Several hundred years ago, village doctors in rural China diagnosed diabetes by the characteristically sweet smell of a patient's breath. Today hospitals use a battery of blood tests and laboratory analyses to make that same diagnosis, but doctors may soon be sniffing their patients' breath again. This time the doctors will have electronic noses small and cheap enough to carry in their pockets.
This e-nose will be the culmination of decades of work at countless laboratories, where researchers have sought to create a tiny, cheap, automatic sniffer that would let wine bottles monitor the aging of their contents, allow meat packages to flag spoilage, and enable mailboxes to check for bombs. Imagine barroom coasters that double as Breathalyzers, bumper stickers that monitor car emissions. Until now, it's been just so much sci-fi.
E-nose technology has quietly advanced during the past two decades. Commercial models equipped with sensor arrays came to market in the mid-1990s, and today they're used to distinguish wines, analyze food flavors, and sort lumber. Benchtop systems are also used in the pharmaceutical, food, cosmetics, and packaging industries, while smaller, portable units are used to monitor air quality.
But these noses cost in the range of US $5000 to $100 000. A coming convergence between e-nose technology and advances in printed electronics will finally bring the price down—way down. Within a decade we'll see e-noses that cost tens of dollars and appear in smart packaging for high-end items like pharmaceuticals or as part of intelligent or interactive appliances—picture a refrigerator that knows when milk has gone bad. Prices could easily drop to under a dollar by 2020.
The secret? Conducting polymers. Developers of both electronic noses and printed electronics are exploiting these materials, which can be sensitive to the chemicals that make up odors and are also capable of producing electrical signals. E-nose developers are concentrating on honing the sensing properties of conducting polymers, while the printed-electronics people are investigating ways of using these materials to fabricate ultralow-cost electronics. Combining the fruits of these two separate efforts will finally bring eâ¿¿noses into our supermarkets, homes, and daily life.

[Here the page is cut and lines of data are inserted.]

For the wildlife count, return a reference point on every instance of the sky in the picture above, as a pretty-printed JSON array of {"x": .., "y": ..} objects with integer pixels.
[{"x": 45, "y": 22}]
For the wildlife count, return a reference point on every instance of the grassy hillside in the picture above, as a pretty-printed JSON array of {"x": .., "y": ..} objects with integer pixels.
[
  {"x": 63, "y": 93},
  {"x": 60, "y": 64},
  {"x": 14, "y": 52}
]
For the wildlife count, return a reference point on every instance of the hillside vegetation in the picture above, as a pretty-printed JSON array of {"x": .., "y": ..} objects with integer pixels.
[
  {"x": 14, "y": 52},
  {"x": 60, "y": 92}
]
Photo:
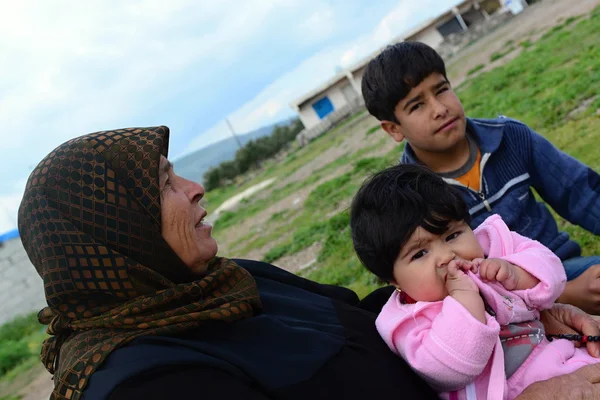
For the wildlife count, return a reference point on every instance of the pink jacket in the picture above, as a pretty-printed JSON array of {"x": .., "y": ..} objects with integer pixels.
[{"x": 458, "y": 355}]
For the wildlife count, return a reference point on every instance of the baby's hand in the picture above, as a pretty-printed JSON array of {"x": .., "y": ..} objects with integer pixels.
[
  {"x": 457, "y": 280},
  {"x": 499, "y": 270}
]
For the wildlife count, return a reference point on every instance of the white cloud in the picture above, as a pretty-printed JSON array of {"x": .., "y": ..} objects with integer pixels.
[
  {"x": 268, "y": 106},
  {"x": 75, "y": 67}
]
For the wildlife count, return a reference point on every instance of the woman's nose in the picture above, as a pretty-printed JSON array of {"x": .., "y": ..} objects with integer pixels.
[{"x": 195, "y": 191}]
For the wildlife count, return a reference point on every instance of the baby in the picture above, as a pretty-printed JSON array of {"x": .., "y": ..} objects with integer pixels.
[{"x": 465, "y": 314}]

The human nose is an astounding organ, with millions of odor sensors of hundreds of different types. They let an average adult detect 10 000 different odors, which are usually a complex mixture of vapors, or what chemists call volatile organic compounds. Some arise from chemical concentrations in air down in the parts-per-trillion range. A normally functioning person can tell the difference between fresh milk and milk that's gone bad or walk into a house and notice that it's a pie that's baking, not a turkey, merely by sniffing.
Volatile organic compounds shape the aroma and taste of most foods and can act as keen indicators of freshness and quality. But a fresh-cut orange, say, or a piece of Swiss cheese may release hundreds of these chemicals. As far back as the 1950s, researchers built sensors that could detect and quantify the sprawling assortment of chemical components of an odor. But these sensors were difficult to design and had limited use. Even today, most of these basic chemical sensors operate on a lock-and-key strategy, in which a targeted sensing mechanism picks out one specific kind of molecule from the dozens or more in an odor.